La question du vol ou de la fuite
Lorsqu'il s'agit de collections de grande valeur datant des années 1930, la question se pose rapidement de savoir s'il pourrait s'agir de biens volés ou de biens de fuite de personnes juives persécutées. Aujourd'hui encore, les musées et collections allemands effectuent des recherches de provenance, par exemple pour les tableaux, afin de restituer aux héritiers des anciens propriétaires des œuvres acquises illégalement ou à un prix inférieur.
Mais selon Stoess, la plus grande partie de la collection est au-dessus de tout soupçon. Le collectionneur aurait acheté sa collection avant l'arrivée des nazis au pouvoir par l'intermédiaire de marchands. 90% des pièces proviendraient en outre de collections qui avaient déjà conclu des acquisitions avant 1933.

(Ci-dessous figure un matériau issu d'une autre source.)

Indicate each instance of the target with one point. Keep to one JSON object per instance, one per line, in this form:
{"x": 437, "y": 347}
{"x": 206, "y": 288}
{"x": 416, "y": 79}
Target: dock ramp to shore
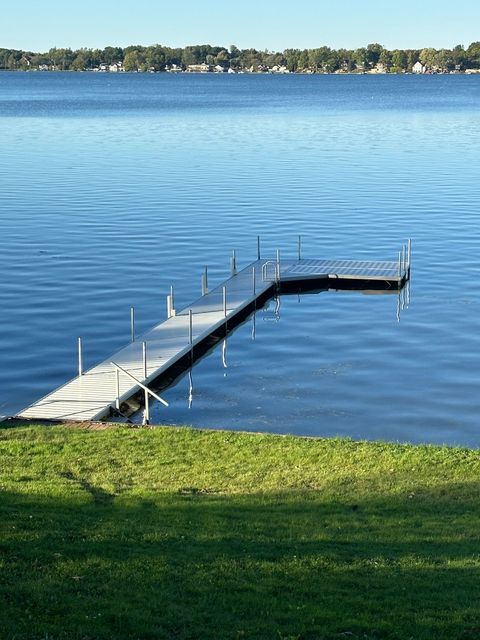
{"x": 99, "y": 392}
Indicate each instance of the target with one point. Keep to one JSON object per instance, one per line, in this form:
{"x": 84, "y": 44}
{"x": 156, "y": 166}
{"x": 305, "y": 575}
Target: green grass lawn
{"x": 180, "y": 533}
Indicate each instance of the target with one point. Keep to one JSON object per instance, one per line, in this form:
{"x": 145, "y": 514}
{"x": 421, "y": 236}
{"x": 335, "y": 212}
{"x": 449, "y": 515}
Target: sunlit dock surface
{"x": 99, "y": 392}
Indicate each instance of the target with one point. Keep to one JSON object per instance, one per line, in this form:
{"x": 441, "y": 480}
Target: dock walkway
{"x": 98, "y": 391}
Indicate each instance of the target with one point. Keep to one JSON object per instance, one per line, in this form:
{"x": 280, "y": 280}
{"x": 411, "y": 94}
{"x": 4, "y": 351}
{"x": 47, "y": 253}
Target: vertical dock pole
{"x": 190, "y": 332}
{"x": 146, "y": 417}
{"x": 225, "y": 306}
{"x": 205, "y": 282}
{"x": 80, "y": 358}
{"x": 132, "y": 323}
{"x": 170, "y": 304}
{"x": 233, "y": 263}
{"x": 117, "y": 389}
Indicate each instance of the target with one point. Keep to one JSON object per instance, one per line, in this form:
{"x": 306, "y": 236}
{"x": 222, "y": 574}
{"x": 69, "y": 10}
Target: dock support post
{"x": 190, "y": 332}
{"x": 205, "y": 282}
{"x": 117, "y": 389}
{"x": 132, "y": 323}
{"x": 225, "y": 305}
{"x": 146, "y": 416}
{"x": 80, "y": 358}
{"x": 170, "y": 304}
{"x": 233, "y": 263}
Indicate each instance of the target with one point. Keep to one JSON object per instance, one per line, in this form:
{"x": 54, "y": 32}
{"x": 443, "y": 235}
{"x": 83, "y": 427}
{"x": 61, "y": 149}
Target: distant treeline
{"x": 157, "y": 58}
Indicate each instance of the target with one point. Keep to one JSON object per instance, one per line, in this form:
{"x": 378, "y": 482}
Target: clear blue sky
{"x": 277, "y": 25}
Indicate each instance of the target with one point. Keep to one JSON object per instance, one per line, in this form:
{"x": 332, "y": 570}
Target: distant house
{"x": 199, "y": 68}
{"x": 279, "y": 69}
{"x": 418, "y": 67}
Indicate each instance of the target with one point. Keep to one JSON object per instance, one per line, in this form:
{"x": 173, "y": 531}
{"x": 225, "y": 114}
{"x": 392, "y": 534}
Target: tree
{"x": 473, "y": 54}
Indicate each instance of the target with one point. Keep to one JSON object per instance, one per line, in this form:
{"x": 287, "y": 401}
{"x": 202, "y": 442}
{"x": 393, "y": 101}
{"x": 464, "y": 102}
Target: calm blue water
{"x": 114, "y": 187}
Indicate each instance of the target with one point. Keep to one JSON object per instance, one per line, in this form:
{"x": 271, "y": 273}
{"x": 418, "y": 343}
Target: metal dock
{"x": 99, "y": 392}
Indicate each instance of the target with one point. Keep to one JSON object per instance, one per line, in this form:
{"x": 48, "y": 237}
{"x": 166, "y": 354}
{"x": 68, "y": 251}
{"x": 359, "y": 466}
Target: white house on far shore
{"x": 418, "y": 67}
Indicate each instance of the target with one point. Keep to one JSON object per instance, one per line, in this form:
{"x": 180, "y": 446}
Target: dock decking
{"x": 98, "y": 391}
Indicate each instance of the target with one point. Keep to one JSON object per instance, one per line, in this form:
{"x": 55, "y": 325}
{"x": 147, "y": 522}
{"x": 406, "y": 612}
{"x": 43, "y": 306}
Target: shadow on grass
{"x": 197, "y": 565}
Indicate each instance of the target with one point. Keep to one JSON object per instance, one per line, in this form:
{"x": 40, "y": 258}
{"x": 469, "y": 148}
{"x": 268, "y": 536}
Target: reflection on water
{"x": 113, "y": 189}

Beaucoup de pièces proviennent par exemple du banquier américain Waldo Newcomer, qui a connu des difficultés financières suite à la crise économique mondiale de la fin des années 1920 et a dû vendre sa grande collection.
Parmi elles, la pièce phare de la vente aux enchères, la pièce en question, presque aussi grande qu'un sous-bock. Elle est estimée à 1,25 million de francs dans le catalogue.
Certaines pièces racontent une histoire
Composée de 346 grammes d'or, elle représente Ferdinand III (1608-1657), roi de Hongrie, de Croatie et de Bohème et futur empereur romain germanique. Il l'a fait frapper pendant la guerre de 30 ans en 1629 comme cadeau pour un haut dignitaire, explique Stoess.
Parmi les favoris personnels de Stoess, originaire de Hambourg, figure le «Hamburg Portugalöser», datant d'environ 1560 et estimé à 75'000 francs. Il s'agit de l'une des premières grandes pièces d'or produites en Allemagne, dit-il.
Le retraité Stoess a travaillé pendant 28 ans dans le commerce des pièces de monnaie, avant de passer les neuf dernières années de sa carrière au cabinet des pièces de monnaie des musées d'Etat de Berlin. Il ne veut pas participer aux enchères. «Quand on a travaillé pendant des années avec les plus belles pièces, on ne doit plus rien posséder», dit-il.
Et : «Le Münzkabinett der Staatlichen Museen zu Berlin ne participera pas à la vente aux enchères mentionnée, car le budget d'acquisition pour cette année est déjà épuisé», déclare un porte-parole interrogé. Il est surtout responsable de la collection sur le Brandebourg et la Prusse, qui est déjà assez complète.